Cactus Designs Multisensory Museum to Express the Power of Human Connection

Cactus Designs Multisensory Museum to Express the Power of Human Connection

Cactus​, the Brooklyn-based cross-sectoral design studio, is pioneering the museum of the future by looking to the past. Commissioned by Brazil’s premier telecommunications company, ​Oi​, Cactus led the redesign for the ‘MUSEHUM’ of Communications and Humanities: an avant-garde, immersive depiction of the history of communication. Utilizing today’s technology (including VR to cutting-edge IoT), Cactus provides an awe-inspiring, interactive experience for guests to reflect on their personal and shared relationship with communication.

Titled ‘MUSEHUM’ – with the ‘H’ representing a theme of humanity – the MUSEHUM of Communications and Humanities was originally born out of the 1981 Telephone Museum. In 2007, Oi expanded it into the Telecommunications Museum to address the growing mobile and telecom industry. Looking to reposition the museum as a place for connectivity and engagement, Cactus came on board in 2017 to develop interpersonal installations and craft a museum redesign that would better demonstrate the project’s goals of interaction, self-reflection, and human collaboration.

“The public is an active collaborator in the museum, because communication, truly, is the exchange of affections, knowledge and information, and people are the protagonists of these processes. It is the human that gives meaning to technology,” explains Roberto Guimarães, Oi Futuro’s executive culture manager.

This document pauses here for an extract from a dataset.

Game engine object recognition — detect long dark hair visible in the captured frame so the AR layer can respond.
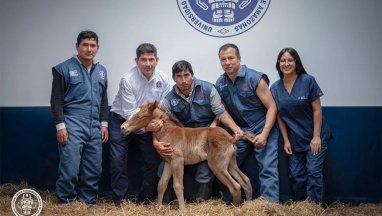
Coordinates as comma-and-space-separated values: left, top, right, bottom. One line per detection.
276, 47, 307, 78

To assist in the museum redesign, Cactus and the client used research from a 2019 survey conducted by Oi and Consumoteca: “Narratives for the Museum Future.” Distributed throughout Brazil, the field study concluded that most museum visitors prefer technological tools to enhance and personalize their visit, and 50% of respondents only visit a museum once. Known for expertly designing high-tech, connected experiences that relate to the space’s physical architecture, Cactus integrated a variety of engaging, ever-changing installations to address these findings:

  • Cabinet of Curiosities & Digital Windows​: The museum hosts a reserve collection of over 400 items – ranging from candlestick phones to early cell phones. Guests are invited to walk through this displayed archive – a ​cabinet of curiosities – and view the evolution of communication first-hand. Interactive touch screens, titled “d​igital windows​,” further explore the 140-year-old history and stories of telecommunications using a vast library of content (over 130,000 historical objects, documents, and directories) from the museum’s archives and technical database. The selection of collection items and multimedia content is constantly changing, providing guests with a new view every visit.
  • Folds of Time – VR Experience​: Guests are able to experience a bygone era of telecommunication through virtual reality, becoming an actor and a spectator all at once. Cactus developed a VR journey of a telephone operator, with guests virtually working a switchboard and listening in on the stories of real people through their telephone calls and operator requests. The reconstitution of the environment was created from real cases found in research from the museum’s documentary collection.
  • Immersive Networks – The Wheel​: What are the impacts of digital networks, and how do they affect human interaction? Guests can enter this mirrored infinity room of light and visual effects in a group while digital content surrounds them, and view themselves as part of an ever-expanding, infinite network of data. Prior to entering the space, each guest’s photograph is captured. Once the guest steps inside the full experience, pictures of all occupants – past and present – surround the entrant, abstractly visualizing the importance of human connection.
  • Super Selfie: ​Upon entering the museum, visitors can opt into a selfie from a stationed tablet. The selfie then materializes into a large, deconstructed digital photo on a wall of the museum, making the guest an active part of the museum itself. Guests watch their own image materialize out of swirling data on the wall, and see their selfie deconstruct and morph into images of other participating guests.

 

“We wanted to design a cohesive, yet personalized journey that inspires curiosity and connectedness, explains Lucas Werthein, Founder and Head of Technology & Products at Cactus. “Integrating digital and immersive experiences allows MUSEHUM to be dynamic. Every visit is unique and every visitor has an individual experience each time. Woven into the fabric of the MUSEUM’s content, the intent was for the visitors to not only become part of the story, but to recognize themselves as a fundamental part of the greater story of humanity.”

The result is a thought-provoking environment that allows for an astonishing sojourn through the adventure of human communication. Fundamental to the experience, the design of the museum simultaneously allows guests to be both participants and spectators through Cactus’ fully immersive installations that are contemplative and educational. Deeply impactful, visitors are left to reflect on the development of communications technologies and how those advances have touched and shaped society and human interaction on a national and global scale.

“As a free, cultural institution, the MUSEHUM is open to all – which aligns with our mission to promote connection and communication between people in abstract, nuanced, and educational ways,” said Marcelo Pontes, Founder and Head of Architecture at Cactus. “Through this redesign, guests can reflect on the impact of communications and the development of humanity by seeing the past, living the present and imagining the future.”